If you were among the handful of spectators who attended Washington State’s 93-56 exhibition pasting of Central Washington on Friday, you saw firsthand what many in the college basketball world will know soon enough.
This season, it’s all about the officials.
New anti-hand-checking rules have players and coaches scrambling to reteach defensive fundamentals — move your feet, kids — with whistles sounding nearly every time a defender places a hand on an offensive player. Can’t do that anymore.
The NCAA decided after its teams averaged just 67.5 points per game last season — the lowest such mark since 1982 — that something needed to be done to increase the scoring.
That something: free throws. Lots of them. And, eventually, looser, less-physical defense that will likely result in more buckets.
Washington faces CWU in a 7 p.m. exhibition game today at Hec Edmundson Pavilion. And the visiting Wildcats are already well-aware of just how often tonight’s game is likely to be halted by a foul call.
That’s because CWU was whistled for seven fouls in the first 2:30 of its loss to WSU the other night, a period that set the tone for
a game that wound up featuring 44 fouls in all.
Exactly why you tune in, right?
And there’s no reason not to believe that given their reputation, officials from the Pac-12 Conference will be as eager as anyone to prove that, yes, they know how the new rules work.
In an attempt to mitigate the damage, UW coach Lorenzo Romar said many of his team’s practices have been officiated, with the refs stopping and explaining why they called what they called.

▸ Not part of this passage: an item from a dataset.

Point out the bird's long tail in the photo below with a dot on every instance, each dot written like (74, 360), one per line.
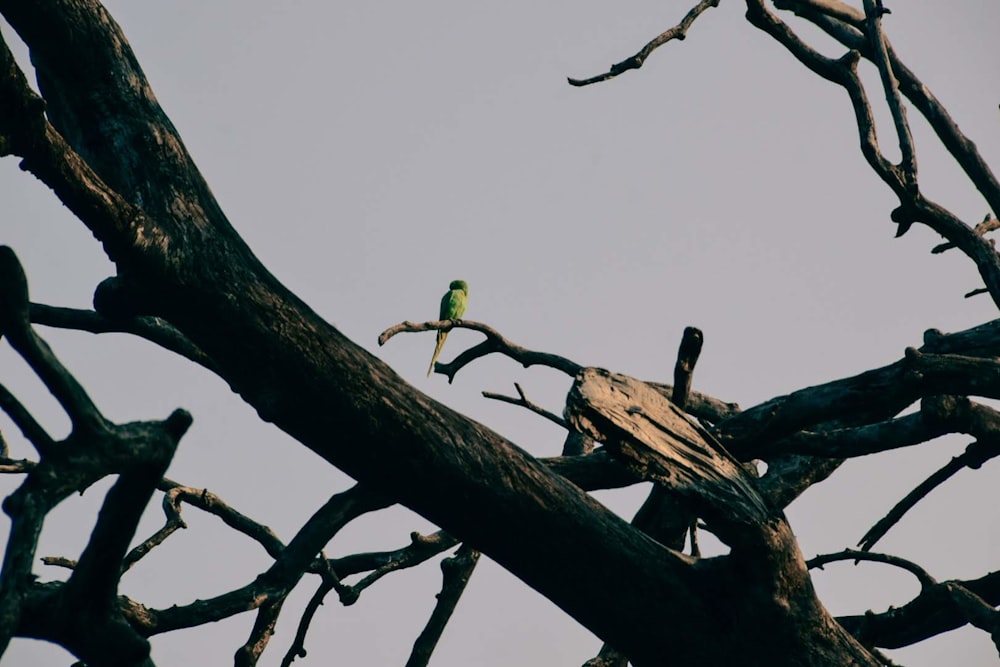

The Huskies have scrimmaged each other, and traveled south last weekend for a private scrimmage against the University of Portland.
Each of those ventures — and the accompanying officials — helped reinforce that things will be different this season.
“Thank goodness we have them,” Romar said, “because as I mentioned before, we had officials coming to our practices, but now in a real-game situation, we just further reinforce what the officials are going to call and how they’re trying to call these games. We’re the ones that have to make the adjustment. They don’t.”
Romar is right, though, when he reminds that the rules apply on both ends of the floor, meaning the Huskies are free to be more aggressive offensively. Senior forward Perris Blackwell said Tuesday that he plans to shoot a lot of free throws this season.
And the rule change could mean more open looks for senior C.J. Wilcox, UW’s leading scorer last season, who thrives on his 3-point proficiency.
“C.J.’s going to benefit a lot off of it, because a lot of guys hold him coming off screens,” said UW point guard Andrew Andrews. “Even when he gets the ball, their job is to be really up into him so he can’t get his shot off. I think with this new rule, any time you touch a player there’s going to be a foul, so they can’t get as close up to C.J., and now he can use his pump fakes and stuff like that to create space.”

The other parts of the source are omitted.